Zudem hat die Energiekrise in der EU die deutsch-polnischen Beziehungen negativ beeinflusst. Dies liegt an unterschiedlichen Ansätzen zur Lösung des Problems auf EU-Ebene (DW, 25. Oktober). So kritisierte Morawiecki kürzlich Deutschland scharf für seinen freiwilligen Plan, die Gaspreise einzufrieren, was sich negativ auf die Wettbewerbsfähigkeit im europäischen Binnenmarkt auswirken könnte (PolskieRadio.pl7. Oktober).

Die bilateralen Beziehungen wurden nach dem 1. September weiter zerrissen, als die polnischen Behörden einen 1.300-seitigen Bericht über Polens Verluste aufgrund der deutschen Aggression und Besetzung während des Zweiten Weltkriegs veröffentlichten (Straty-Wojenne.pl, abgerufen am 25. Oktober). Der Schaden wurde auf 1,3 Billionen US-Dollar geschätzt, und die Forderung wurde am 3. Oktober formalisiert, als Rau die diplomatische Note an Deutschland ausstellte. Trotzdem wurde der Antrag von deutschen Verteidigungsbeamten sofort abgelehnt, die nur „historische Verantwortung“ einräumten, wie die deutsche Außenministerin Annalena Baerbock bei ihrem Besuch in Warschau am 4. Oktober sagte. (Notizen aus Polen4. Oktober).

Insgesamt wird die Behauptung von der polnischen Gesellschaft weitgehend unterstützt. Mehr als 60 % der Polen denken, dass Deutschland Reparationen zahlen sollte, laut einer Umfrage, die kurz nachdem Warschau seine diplomatische Note (Polskie Radio.pl, 4. September). Trotzdem wird es für die polnische Regierung ungeachtet des rechtlichen Status äußerst schwierig sein, Reparationen zu erhalten. Kurzfristig wird die Forderung also als wirksame „politische Peitsche“ für Berlin dienen.

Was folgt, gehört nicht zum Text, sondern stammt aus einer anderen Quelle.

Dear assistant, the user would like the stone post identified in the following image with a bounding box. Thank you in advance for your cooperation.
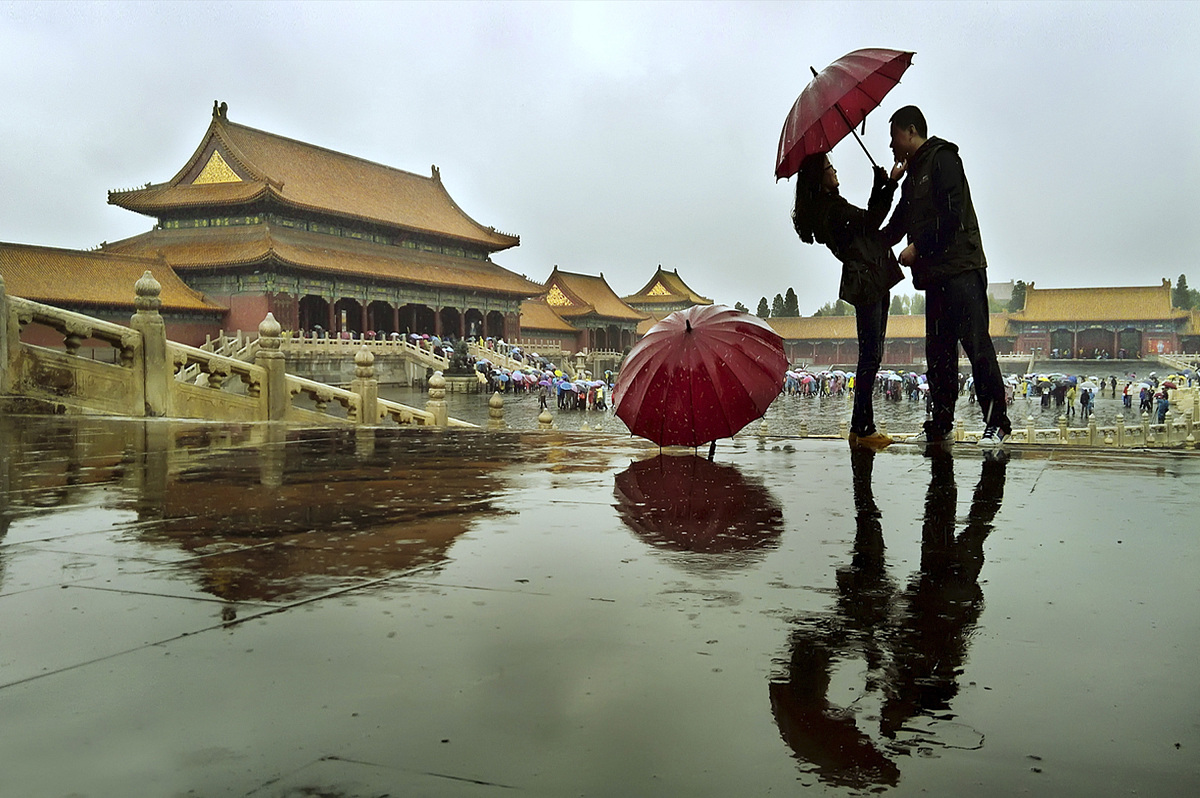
[130,269,168,415]
[0,275,9,394]
[487,391,504,430]
[350,343,379,426]
[425,371,449,427]
[254,313,292,421]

Zweifellos befinden sich die deutsch-polnischen Beziehungen in einer tiefen Krise. Am Ende waren die aktuelle PiS-Regierung und die eigennützige Berliner Europapolitik die Hauptgründe für diesen Zusammenbruch. Die Spaltung rührt jedoch nicht ausschließlich vom ideologischen oder „antideutschen“ Profil der polnischen Regierung her. Es wurde auch eindeutig – vielleicht in erster Linie – durch divergierende geopolitische Interessen und das mangelnde Vertrauen Warschaus in Berlin verursacht. In den letzten Monaten hat Polen die durch den Krieg in der Ukraine geschaffene Gelegenheit genutzt, sich als aufstrebender geopolitischer Pol auf dem Kontinent zu positionieren, ein für Deutschland schwer zu akzeptierendes Szenario.